La mujer se marchó y Kendra quedó a solas con su creciente pánico.

No aguantaba sentada y decidió permanecer de pie y mirar por la ventana.

–No hay nada que temer –se dijo a sí misma–. No recordará nada de ti.

El problema era que ella recordaba demasiado.

No recordaba qué acto benéfico había utilizado su madre como excusa ese verano. Kendra acababa de graduarse en Mount Holyoke, segura de que en unos meses ocuparía el lugar que le correspondía en la empresa familiar. Supuso que parte de su trabajo consistía en comportarse como la mujer de negocios que pretendía llegar a ser. Aunque sus inclinaciones naturales no eran los negocios, prefiriendo un buen libro y un lugar tranquilo a las interminables reuniones y copas con hombres aficionados al golf, ¿desde cuándo la vida trataba de sentirse bien? Era más bien sobre qué hacías, no sobre qué soñabas.
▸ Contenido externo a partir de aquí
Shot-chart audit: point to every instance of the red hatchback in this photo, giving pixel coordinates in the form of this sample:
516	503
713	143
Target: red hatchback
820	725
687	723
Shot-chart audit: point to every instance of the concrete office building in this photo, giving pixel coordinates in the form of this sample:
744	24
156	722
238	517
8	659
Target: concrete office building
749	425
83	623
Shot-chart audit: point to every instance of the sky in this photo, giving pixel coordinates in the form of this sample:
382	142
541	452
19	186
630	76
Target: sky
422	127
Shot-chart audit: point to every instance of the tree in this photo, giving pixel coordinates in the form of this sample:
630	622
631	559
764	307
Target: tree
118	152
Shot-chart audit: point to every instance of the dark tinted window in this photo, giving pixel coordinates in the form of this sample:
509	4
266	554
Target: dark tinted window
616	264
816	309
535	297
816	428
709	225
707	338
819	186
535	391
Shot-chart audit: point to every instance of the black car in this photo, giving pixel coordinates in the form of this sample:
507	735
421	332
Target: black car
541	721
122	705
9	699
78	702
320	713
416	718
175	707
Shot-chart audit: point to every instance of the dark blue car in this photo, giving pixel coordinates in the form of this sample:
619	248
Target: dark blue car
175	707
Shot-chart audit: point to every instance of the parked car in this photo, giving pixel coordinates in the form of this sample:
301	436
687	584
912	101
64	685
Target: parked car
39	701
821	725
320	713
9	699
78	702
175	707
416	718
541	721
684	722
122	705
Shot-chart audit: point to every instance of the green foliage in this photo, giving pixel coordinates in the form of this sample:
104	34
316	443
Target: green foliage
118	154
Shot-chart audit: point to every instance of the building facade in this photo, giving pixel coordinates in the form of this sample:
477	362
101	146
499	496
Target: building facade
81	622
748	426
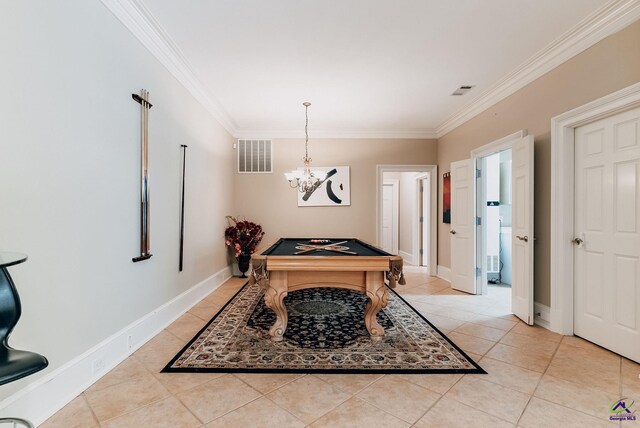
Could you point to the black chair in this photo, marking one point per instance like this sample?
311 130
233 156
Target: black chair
14 364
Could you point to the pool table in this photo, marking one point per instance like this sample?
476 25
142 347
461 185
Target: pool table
285 267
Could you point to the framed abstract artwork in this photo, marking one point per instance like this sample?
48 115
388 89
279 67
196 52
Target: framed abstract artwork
446 197
335 190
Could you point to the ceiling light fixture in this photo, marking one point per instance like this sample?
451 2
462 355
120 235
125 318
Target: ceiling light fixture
305 179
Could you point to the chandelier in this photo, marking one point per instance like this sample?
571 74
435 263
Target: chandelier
305 179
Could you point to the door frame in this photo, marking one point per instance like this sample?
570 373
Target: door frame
433 211
562 196
479 232
424 200
395 239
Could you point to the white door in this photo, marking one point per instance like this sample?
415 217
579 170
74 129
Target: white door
522 229
390 215
462 260
607 232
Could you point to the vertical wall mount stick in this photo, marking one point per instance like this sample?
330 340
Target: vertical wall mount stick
184 163
145 105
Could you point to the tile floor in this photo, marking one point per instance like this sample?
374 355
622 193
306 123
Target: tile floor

Aunque no se sintiera chispeante y resplandeciente como su madre siempre le aconsejaba ser, podría fingir.

Y lo había hecho, paseándose con una copa en la mano, riendo y agotándose hasta el punto de que tras la cena se había escabullido para tomarse un descanso. El baile estaba a punto de empezar bajo la enorme carpa desplegada sobre el césped con las mejores vistas del estrecho de Long Island.

No prestó atención a la mujer con la que se cruzó, envuelta en lágrimas y seda, en el sendero que conducía a su cenador preferido, sobre la rocosa costa. La hermosa noche estaba impregnada del olor a sal, hierba y flores. Oía la orquesta tocar a sus espaldas mientras avanzaba hacia la acogedora penumbra proporcionada por las farolas, menos invasiva que la brillante luz del interior de la carpa. Allí podía borrar su sonrisa. Respirar.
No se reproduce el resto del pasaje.